[DDI-ADG] progress on aggregate data?
Wendy Thomas
wlt at pop.umn.edu
Wed Aug 24 12:35:06 EDT 2005
I just wanted to note that being able to collapse a dimension or create
totals is not an attribute of being able to describe a 2 or 3 dimensional
storage unit. We can currently do the following with the 2.0 nCube
description
identify a specific cell of data based on its matrix coordinate.
ex. locate male, american indian, 18-24 years of age by determining the
catValu's of those labels in each dimension (1,3,3) and then locating the
data item for the specified nCube with that coordinate pattern and using
the phyLoc info to pull the cell content.
Collapse along any dimension. This is simply a function of whether the
cell contents are "additive" (stock) and can currently be handled by DDI.
The problem arrises with nested categories. With the new nested category
added to 2.1 we can do "clean" nested categories using the levels.
However, there is no explicit information concerning the additive nature
of these and there is no way to deal well with ragged hierarchies that
don't "behave well".
So the issue of describing a 2 or 3 dimensional physical store is simply
the lack of a way to address it...not what you can do with the data
described by the nCube.
Wendy
On Wed, 24 Aug 2005, Katherine McNeill-Harman wrote:
> At the end of yesterday's phone conversation, I mentioned to J that I
> thought that we had the least documentation on what changes/structures to
> suggest for aggregate data (i.e. no single spreadsheet from which we were
> working). So he's going to try to compile something but, as he said in his
> other email, we need to pool our thoughts on this. So I'm starting the
> ball rolling.
>
> Following are the goals for aggregate data we'd outlined in Edinburgh; what
> changes have we agreed upon that will accomplish these?

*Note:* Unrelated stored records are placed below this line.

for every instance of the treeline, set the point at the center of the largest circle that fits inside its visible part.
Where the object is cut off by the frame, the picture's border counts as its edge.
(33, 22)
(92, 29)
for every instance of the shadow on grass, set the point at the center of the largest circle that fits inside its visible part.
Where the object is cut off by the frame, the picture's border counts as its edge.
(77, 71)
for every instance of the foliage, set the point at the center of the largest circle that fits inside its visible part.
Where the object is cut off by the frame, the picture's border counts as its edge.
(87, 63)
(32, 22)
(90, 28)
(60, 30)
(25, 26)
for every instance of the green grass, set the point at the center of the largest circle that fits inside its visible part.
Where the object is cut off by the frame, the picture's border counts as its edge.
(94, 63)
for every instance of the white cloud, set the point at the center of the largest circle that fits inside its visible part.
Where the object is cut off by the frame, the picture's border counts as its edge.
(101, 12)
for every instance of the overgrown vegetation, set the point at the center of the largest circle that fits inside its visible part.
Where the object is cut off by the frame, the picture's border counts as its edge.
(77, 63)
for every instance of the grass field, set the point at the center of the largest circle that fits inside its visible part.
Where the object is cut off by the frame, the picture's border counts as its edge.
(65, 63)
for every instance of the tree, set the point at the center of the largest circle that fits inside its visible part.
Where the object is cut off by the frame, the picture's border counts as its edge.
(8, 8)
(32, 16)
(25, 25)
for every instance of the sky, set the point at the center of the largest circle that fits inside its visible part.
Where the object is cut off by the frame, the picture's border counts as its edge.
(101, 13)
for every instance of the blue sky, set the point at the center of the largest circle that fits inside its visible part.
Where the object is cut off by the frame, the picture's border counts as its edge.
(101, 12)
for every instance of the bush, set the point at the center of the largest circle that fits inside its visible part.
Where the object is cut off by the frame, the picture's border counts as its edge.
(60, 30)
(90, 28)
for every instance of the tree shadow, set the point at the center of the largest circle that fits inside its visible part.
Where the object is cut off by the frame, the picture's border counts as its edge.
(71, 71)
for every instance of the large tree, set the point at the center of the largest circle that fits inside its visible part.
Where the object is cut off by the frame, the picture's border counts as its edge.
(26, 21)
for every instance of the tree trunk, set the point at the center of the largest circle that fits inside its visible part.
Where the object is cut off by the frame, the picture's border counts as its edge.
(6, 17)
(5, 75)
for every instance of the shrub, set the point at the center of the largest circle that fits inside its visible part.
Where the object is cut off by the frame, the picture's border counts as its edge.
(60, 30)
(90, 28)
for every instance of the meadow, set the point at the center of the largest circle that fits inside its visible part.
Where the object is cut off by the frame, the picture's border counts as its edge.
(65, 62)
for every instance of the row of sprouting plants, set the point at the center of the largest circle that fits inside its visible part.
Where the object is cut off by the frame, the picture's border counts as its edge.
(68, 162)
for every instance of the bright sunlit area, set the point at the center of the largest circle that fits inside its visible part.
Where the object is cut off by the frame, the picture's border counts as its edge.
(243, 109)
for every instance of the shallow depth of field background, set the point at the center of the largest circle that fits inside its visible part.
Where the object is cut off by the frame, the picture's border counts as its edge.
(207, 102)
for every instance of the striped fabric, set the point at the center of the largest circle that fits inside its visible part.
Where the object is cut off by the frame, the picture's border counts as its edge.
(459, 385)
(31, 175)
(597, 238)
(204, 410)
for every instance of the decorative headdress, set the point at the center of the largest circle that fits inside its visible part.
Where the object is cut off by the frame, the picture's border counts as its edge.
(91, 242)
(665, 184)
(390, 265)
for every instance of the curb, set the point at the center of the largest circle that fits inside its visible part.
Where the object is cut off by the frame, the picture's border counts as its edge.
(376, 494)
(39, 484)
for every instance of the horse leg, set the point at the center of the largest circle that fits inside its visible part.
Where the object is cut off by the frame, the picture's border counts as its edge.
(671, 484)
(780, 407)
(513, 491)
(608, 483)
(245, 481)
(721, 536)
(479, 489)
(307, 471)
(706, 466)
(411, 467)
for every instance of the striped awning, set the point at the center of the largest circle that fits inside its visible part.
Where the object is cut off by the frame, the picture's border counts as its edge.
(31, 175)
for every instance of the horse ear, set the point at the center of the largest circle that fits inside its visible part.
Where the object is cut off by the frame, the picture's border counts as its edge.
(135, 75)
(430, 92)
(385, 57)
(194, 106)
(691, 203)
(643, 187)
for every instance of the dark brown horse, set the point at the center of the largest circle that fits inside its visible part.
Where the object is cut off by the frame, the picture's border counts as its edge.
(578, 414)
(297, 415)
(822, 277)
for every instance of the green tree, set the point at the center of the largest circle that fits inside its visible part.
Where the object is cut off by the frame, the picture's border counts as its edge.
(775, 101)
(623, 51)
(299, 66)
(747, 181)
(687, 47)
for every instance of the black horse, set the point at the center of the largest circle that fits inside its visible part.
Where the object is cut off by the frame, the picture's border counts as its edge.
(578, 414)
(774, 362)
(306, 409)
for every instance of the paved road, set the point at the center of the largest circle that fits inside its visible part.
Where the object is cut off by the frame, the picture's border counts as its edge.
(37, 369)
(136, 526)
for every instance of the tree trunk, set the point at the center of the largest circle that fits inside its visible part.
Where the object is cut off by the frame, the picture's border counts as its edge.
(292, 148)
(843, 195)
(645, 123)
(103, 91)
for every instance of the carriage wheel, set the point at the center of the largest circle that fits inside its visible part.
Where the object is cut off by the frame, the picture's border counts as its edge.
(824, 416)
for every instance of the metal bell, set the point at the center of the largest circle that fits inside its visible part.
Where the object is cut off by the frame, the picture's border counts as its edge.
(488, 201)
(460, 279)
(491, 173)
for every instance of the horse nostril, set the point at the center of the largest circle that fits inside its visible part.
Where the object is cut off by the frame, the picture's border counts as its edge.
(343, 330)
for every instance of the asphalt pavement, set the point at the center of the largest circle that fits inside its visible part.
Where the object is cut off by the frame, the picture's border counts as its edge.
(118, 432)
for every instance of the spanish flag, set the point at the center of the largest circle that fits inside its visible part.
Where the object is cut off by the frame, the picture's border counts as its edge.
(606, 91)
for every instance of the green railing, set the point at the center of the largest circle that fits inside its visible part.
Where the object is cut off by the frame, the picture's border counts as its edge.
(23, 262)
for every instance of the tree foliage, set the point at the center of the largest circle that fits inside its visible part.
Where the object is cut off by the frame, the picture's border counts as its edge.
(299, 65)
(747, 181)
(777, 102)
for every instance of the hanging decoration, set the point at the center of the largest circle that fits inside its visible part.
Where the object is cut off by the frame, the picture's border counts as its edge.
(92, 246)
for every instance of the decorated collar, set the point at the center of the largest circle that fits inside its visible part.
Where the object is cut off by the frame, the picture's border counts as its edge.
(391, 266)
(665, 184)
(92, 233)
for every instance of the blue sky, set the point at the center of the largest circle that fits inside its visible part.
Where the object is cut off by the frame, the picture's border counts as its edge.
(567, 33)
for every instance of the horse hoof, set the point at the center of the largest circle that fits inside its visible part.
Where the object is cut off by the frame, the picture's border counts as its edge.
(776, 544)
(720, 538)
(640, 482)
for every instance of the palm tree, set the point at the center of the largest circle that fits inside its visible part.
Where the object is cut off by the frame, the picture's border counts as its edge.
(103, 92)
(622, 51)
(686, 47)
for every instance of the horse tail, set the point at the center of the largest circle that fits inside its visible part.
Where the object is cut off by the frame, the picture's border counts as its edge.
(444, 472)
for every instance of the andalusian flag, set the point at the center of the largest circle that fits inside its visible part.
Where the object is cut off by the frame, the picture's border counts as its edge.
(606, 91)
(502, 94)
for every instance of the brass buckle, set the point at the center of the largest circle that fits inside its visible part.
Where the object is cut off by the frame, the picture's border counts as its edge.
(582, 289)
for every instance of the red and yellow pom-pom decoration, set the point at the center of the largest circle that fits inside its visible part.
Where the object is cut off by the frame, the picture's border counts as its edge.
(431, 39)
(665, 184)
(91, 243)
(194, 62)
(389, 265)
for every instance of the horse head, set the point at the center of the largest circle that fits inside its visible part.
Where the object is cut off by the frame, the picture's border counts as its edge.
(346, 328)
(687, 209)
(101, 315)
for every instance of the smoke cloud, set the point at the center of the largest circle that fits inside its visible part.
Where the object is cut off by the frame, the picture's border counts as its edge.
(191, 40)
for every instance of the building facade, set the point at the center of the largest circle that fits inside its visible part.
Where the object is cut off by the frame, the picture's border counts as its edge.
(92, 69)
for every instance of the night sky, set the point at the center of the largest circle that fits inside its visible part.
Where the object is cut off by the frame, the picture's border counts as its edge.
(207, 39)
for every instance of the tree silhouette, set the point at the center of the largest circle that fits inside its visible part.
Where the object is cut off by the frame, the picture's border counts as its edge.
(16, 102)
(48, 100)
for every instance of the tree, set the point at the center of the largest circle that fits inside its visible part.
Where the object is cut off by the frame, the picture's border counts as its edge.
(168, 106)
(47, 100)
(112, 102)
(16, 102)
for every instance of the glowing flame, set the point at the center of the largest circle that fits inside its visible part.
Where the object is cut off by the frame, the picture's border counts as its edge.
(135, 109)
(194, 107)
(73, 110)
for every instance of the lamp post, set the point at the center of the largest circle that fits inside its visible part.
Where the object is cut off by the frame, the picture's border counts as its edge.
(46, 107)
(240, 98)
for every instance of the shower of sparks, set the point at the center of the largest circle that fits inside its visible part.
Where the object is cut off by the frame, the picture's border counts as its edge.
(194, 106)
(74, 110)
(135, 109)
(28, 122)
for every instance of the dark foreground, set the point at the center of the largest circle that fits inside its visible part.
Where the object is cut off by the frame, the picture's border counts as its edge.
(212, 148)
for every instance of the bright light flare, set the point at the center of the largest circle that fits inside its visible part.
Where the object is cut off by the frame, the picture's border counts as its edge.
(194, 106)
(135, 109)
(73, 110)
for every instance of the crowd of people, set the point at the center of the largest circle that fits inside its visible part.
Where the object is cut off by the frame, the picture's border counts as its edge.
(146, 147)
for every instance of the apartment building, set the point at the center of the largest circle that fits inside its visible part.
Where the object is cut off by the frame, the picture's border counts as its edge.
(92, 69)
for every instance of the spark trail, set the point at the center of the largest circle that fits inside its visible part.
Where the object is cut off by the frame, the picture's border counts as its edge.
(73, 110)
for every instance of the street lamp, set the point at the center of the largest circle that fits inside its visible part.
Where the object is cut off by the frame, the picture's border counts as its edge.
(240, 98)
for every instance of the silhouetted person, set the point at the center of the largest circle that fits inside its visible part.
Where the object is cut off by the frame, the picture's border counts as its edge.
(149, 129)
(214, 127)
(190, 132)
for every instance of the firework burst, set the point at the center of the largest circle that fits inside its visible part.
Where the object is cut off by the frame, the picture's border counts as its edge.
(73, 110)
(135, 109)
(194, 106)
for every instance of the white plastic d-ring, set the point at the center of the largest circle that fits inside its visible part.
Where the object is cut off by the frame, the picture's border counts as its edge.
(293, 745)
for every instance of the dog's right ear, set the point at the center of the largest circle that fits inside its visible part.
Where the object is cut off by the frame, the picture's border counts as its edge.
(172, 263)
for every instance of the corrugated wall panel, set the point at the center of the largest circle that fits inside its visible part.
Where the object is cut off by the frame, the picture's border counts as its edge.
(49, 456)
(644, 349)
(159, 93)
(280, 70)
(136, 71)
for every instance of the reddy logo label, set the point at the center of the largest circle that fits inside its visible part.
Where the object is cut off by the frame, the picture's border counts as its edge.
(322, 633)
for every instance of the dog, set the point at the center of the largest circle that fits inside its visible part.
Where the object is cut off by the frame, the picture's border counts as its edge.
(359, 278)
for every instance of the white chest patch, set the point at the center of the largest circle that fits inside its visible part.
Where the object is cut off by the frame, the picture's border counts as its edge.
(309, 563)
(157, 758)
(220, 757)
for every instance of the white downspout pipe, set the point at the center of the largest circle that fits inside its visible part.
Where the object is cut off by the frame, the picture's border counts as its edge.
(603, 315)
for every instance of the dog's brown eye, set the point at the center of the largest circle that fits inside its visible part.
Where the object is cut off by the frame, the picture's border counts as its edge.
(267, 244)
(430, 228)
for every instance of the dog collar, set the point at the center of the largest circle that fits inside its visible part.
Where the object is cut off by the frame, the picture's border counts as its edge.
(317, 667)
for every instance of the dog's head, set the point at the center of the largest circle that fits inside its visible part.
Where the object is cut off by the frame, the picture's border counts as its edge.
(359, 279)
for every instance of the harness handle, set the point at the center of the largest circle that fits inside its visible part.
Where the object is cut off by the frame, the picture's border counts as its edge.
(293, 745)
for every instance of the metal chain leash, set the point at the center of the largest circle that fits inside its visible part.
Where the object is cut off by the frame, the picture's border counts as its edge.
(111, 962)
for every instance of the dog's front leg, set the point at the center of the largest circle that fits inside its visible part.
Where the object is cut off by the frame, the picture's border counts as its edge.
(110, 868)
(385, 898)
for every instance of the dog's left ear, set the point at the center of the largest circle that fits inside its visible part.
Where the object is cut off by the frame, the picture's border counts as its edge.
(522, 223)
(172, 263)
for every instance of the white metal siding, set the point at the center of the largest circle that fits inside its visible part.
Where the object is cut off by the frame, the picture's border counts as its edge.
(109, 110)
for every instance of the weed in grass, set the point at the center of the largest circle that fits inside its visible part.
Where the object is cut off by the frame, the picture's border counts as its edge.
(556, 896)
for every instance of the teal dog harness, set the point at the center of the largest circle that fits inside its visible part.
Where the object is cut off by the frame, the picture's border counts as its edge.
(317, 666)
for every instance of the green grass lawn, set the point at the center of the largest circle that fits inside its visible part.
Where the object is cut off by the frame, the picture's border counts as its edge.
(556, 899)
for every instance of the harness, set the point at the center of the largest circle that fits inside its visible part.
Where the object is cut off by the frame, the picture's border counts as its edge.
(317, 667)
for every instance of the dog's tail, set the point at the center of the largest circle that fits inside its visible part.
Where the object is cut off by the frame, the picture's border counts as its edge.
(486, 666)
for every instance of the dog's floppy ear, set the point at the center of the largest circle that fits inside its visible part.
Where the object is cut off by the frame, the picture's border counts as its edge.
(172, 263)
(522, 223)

> - Accommodate data files in formats w/ integrated data and metadata (e.g.
> Excel files) self documenting.
> - Evaluate broad utility of nCubes
> - Need ability to describe method of aggregation
> - Need of additional tags to describe aggregate data (not nCubes)
> - Review tag names
> - Role of modules for different kinds of data
> - Align to SDMX
>
> I've been looking over my notes on our changes/proposals; here is what's
> been said in principle, but again, we'll want to document this and consider
> how to accomplish it (I put the date when I have it discussed):
>
> - DDI is missing a way to describe the physical structure of a spreadsheet;
> need physical description for rows/columns/layers to say how they relate to
> each other; this would enable machine-actionable collapsing of rows or
> columns (e.g. collapsing of age groups) and creation of subtotals and
> totals; it should also accommodate various levels and irregular nested
> categories, and be able to identify the lowest level (8/9)
> - (8/9)
> - need to be able to mark up and represent existing tables (e.g. from print
> volumes) (8/16)
> - enable creation of a single file containing both data and metadata; this
> format would be optional and could be applied when appropriate (8/16)
> - unlike SDMX, enable a single file that contains both the data and the
> structure (8/23)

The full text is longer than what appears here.